和谐社会语境下公平与效率的耦合

2013-08-15 00:55杨继枝
关键词:差距公平分配

杨继枝

(中原工学院机电学院,河南 郑州 450007)

和谐是社会主义社会发展的目标之一,并使社会主义社会发展日趋完善。通过经济发展实现社会进步,使人们达到小康生活,来促进社会和谐。为了平抑收入和消费差距急剧扩大的趋势,克服社会公平与经济增长相悖现象,必须关注社会公平,特别要关注分配过程的公平。因此,实现公平与效率的耦合发展战略,替代“效率优先、兼顾公平”的增长理念,从而促进了社会的经济发展。

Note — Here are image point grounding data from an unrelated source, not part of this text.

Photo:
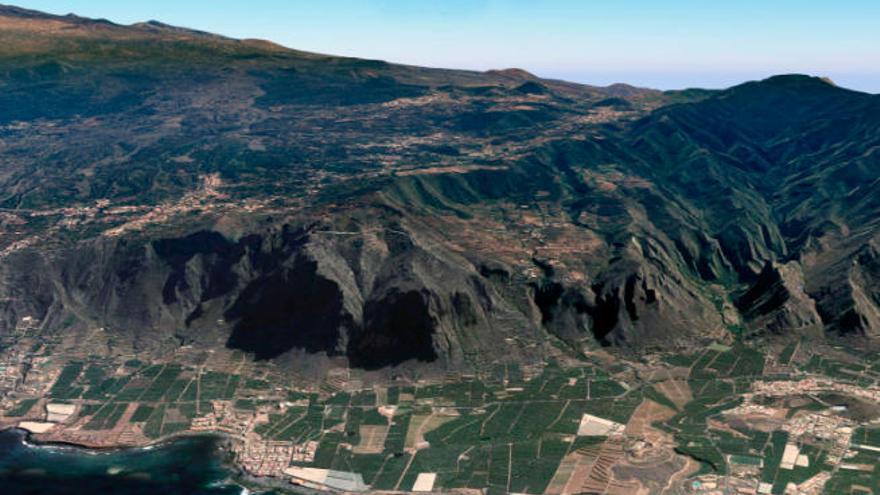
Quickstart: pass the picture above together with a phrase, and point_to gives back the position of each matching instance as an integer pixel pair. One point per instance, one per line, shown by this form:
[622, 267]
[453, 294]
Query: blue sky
[664, 44]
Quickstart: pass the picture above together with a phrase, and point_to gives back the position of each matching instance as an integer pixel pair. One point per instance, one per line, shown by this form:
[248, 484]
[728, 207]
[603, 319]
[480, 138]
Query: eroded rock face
[777, 303]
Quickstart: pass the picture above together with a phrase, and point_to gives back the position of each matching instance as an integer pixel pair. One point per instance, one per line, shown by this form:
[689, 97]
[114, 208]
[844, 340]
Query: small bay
[185, 466]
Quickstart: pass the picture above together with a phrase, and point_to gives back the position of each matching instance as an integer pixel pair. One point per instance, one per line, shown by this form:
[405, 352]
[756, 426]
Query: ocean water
[189, 466]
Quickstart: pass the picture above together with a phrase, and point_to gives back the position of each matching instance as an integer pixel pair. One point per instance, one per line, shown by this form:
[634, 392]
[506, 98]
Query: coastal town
[724, 420]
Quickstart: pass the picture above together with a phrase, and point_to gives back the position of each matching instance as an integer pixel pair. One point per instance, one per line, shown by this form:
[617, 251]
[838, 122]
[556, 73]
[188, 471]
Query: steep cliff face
[373, 296]
[171, 186]
[777, 302]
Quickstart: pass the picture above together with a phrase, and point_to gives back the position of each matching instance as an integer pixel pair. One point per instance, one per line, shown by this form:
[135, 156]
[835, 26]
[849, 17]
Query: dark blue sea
[189, 466]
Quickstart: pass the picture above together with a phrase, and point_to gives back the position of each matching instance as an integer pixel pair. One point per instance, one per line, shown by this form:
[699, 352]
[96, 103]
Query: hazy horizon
[676, 45]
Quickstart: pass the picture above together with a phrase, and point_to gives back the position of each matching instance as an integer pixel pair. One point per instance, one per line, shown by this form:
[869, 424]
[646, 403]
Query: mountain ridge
[294, 206]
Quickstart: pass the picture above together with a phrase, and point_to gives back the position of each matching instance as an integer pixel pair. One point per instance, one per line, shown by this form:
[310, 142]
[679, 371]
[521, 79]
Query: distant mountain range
[176, 187]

公平与效率的优先性问题、耦合问题不仅是一个理论问题,而且是一个实践问题。

一、分配不公与社会公平的困境

马克思认为:人们享有的各项权利受生产力发展水平的制约,“权利决不能超出社会的经济结构以及由经济结构制约的社会的文化发展”[1](P305)。没有抽象的权利平等,公平正义并不是一项自然权利。社会公平是就人们在社会中的地位而言的,体现着人与人之间一种平等的社会关系[2](P107)。一般来说,社会公平是由一定的生产力和生产关系决定的,主要体现在经济地位、政治地位、文化地位和人格地位上的平等,其标准也是处在不断的发展变动之中。

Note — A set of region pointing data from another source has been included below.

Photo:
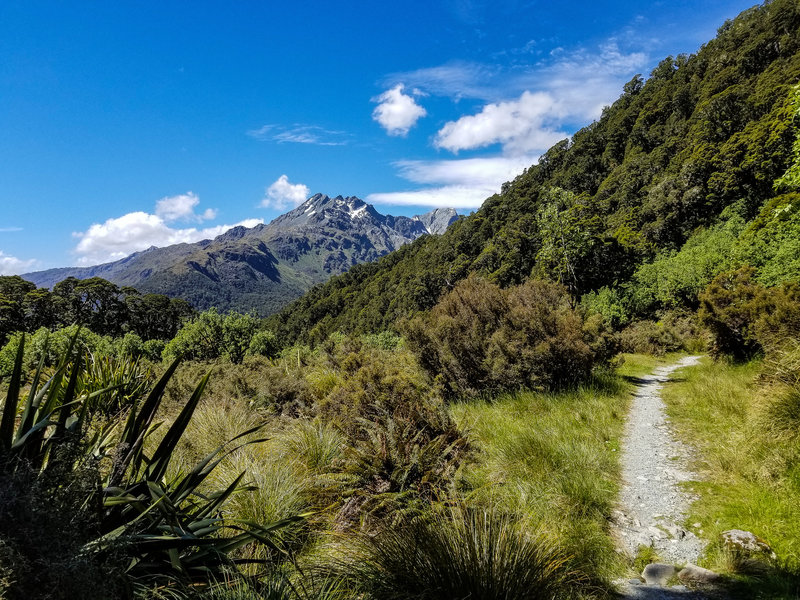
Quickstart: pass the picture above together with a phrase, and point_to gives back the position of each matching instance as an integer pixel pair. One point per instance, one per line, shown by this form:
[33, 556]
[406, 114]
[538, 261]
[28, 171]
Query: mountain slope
[703, 138]
[262, 268]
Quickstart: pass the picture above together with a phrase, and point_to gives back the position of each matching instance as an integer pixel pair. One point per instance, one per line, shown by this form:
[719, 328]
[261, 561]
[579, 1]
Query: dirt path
[653, 505]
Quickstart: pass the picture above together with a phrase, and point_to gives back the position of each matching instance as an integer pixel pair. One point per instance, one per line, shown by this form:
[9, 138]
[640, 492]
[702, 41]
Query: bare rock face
[694, 574]
[658, 573]
[745, 544]
[438, 220]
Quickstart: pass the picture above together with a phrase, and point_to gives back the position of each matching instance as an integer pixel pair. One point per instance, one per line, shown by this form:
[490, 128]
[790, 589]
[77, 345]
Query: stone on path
[745, 543]
[694, 574]
[658, 573]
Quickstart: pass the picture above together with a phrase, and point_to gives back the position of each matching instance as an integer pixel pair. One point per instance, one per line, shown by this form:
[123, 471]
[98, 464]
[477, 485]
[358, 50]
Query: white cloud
[181, 207]
[397, 112]
[454, 196]
[282, 194]
[120, 236]
[11, 265]
[299, 134]
[526, 108]
[457, 79]
[523, 125]
[454, 183]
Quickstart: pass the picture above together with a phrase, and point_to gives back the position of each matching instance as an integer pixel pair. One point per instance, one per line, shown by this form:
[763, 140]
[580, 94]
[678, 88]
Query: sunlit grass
[554, 460]
[747, 458]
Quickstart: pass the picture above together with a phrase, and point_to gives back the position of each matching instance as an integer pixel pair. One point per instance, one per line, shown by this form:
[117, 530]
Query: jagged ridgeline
[700, 142]
[261, 269]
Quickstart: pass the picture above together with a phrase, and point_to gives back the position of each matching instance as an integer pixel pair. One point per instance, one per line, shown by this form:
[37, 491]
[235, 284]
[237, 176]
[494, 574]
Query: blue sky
[126, 125]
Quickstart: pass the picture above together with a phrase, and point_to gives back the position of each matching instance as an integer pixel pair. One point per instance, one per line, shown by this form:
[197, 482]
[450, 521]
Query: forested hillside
[680, 172]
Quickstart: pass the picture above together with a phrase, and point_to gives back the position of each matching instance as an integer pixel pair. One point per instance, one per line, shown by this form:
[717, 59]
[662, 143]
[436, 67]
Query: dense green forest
[680, 179]
[444, 422]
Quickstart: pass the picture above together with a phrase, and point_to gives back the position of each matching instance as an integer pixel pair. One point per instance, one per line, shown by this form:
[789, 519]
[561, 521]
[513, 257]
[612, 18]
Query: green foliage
[94, 303]
[480, 338]
[791, 178]
[51, 347]
[771, 242]
[143, 524]
[153, 349]
[130, 345]
[385, 340]
[676, 279]
[748, 449]
[459, 552]
[608, 303]
[264, 343]
[745, 318]
[673, 332]
[662, 164]
[212, 335]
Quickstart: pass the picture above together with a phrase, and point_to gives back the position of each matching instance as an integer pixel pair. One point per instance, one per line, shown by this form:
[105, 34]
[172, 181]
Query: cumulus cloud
[11, 265]
[118, 237]
[526, 107]
[282, 194]
[181, 207]
[453, 183]
[523, 125]
[397, 112]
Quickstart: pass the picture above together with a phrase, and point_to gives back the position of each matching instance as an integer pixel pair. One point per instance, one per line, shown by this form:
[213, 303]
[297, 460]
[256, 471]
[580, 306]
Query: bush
[130, 345]
[745, 318]
[480, 338]
[675, 331]
[152, 349]
[53, 345]
[264, 343]
[402, 447]
[107, 521]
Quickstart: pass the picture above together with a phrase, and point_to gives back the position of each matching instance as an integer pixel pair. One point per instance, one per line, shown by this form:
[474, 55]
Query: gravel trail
[652, 505]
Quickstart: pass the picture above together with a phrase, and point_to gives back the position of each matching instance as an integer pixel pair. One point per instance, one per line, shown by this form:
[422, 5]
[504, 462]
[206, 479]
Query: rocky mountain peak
[438, 220]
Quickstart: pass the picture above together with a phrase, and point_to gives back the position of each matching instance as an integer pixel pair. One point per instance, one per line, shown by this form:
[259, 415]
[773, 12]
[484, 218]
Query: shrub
[264, 343]
[481, 338]
[650, 337]
[128, 514]
[608, 303]
[745, 318]
[130, 345]
[152, 349]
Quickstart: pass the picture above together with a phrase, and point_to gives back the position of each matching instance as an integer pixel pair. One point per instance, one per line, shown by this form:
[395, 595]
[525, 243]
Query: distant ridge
[262, 268]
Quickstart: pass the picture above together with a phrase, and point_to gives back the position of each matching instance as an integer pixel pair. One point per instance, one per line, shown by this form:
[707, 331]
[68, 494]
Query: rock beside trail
[745, 544]
[698, 575]
[658, 573]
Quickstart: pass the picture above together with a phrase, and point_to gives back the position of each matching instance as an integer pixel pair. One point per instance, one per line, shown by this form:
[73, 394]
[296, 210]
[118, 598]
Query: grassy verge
[748, 463]
[553, 460]
[638, 365]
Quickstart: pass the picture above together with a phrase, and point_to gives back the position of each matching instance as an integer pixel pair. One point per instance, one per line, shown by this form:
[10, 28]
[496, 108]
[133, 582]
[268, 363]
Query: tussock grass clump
[748, 442]
[553, 460]
[459, 552]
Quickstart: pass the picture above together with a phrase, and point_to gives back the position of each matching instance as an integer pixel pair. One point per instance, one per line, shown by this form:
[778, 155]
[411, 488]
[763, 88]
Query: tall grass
[457, 553]
[748, 451]
[553, 459]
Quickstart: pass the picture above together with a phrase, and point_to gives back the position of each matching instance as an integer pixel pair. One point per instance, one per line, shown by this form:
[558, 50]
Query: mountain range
[260, 269]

分配不公同收入差距拉大是两个不同的概念。收入差距拉大不一定是分配不公,而分配不公常会造成收入差距的拉大。收入分配是以社会成员在经济活动中的效率高低和贡献大小为依据的,效率高、贡献大的人多得,而效率低、贡献小的人少得,这符合等量劳动获取等量报酬的原则。改革开放以来,中国所有制结构和经济体制发生了重大而深刻的调整,分配制度必然也会随之发生重大而深刻的变革,出现了多种分配方式,这是中国经济模式的重要内容。各种生产要素参与分配,特别是资本、技术、管理等按贡献参与分配,故而,人们的收入来源出现了多元化趋势,且分配差距的扩大逐渐明显。

在社会主义市场经济条件下,中国不同的社会阶层、成员获得高低不等的收入,我们应给予充分的肯定,要承认这是在实现共同富裕道路上的合理的收入差距,其合理性的标准主要是:看收入是否合法、来源是否透明、是否存在严重剥削、是否符合市场竞争规则和法律规定。如果采用非法手段,利用财富去奴役别人劳动,无偿占有他人劳动而使收入差距拉大,达到百倍、千倍甚至万倍以上,那么这种收入就是不合理的不公平的。也就是说,相同条件超过一定的限度就是不合理、不公平的。如果任凭这种情况发展下去,必然会出现两极分化,社会公平必然面临着严重的困境,社会和谐、稳定必然难以为继。正如邓小平所说:“如果搞两极分化,情况就不同了,民族矛盾、区域间矛盾、阶级矛盾都会发展,相应地中央和地方的矛盾也会发展,就可能出乱子。”[3](P364)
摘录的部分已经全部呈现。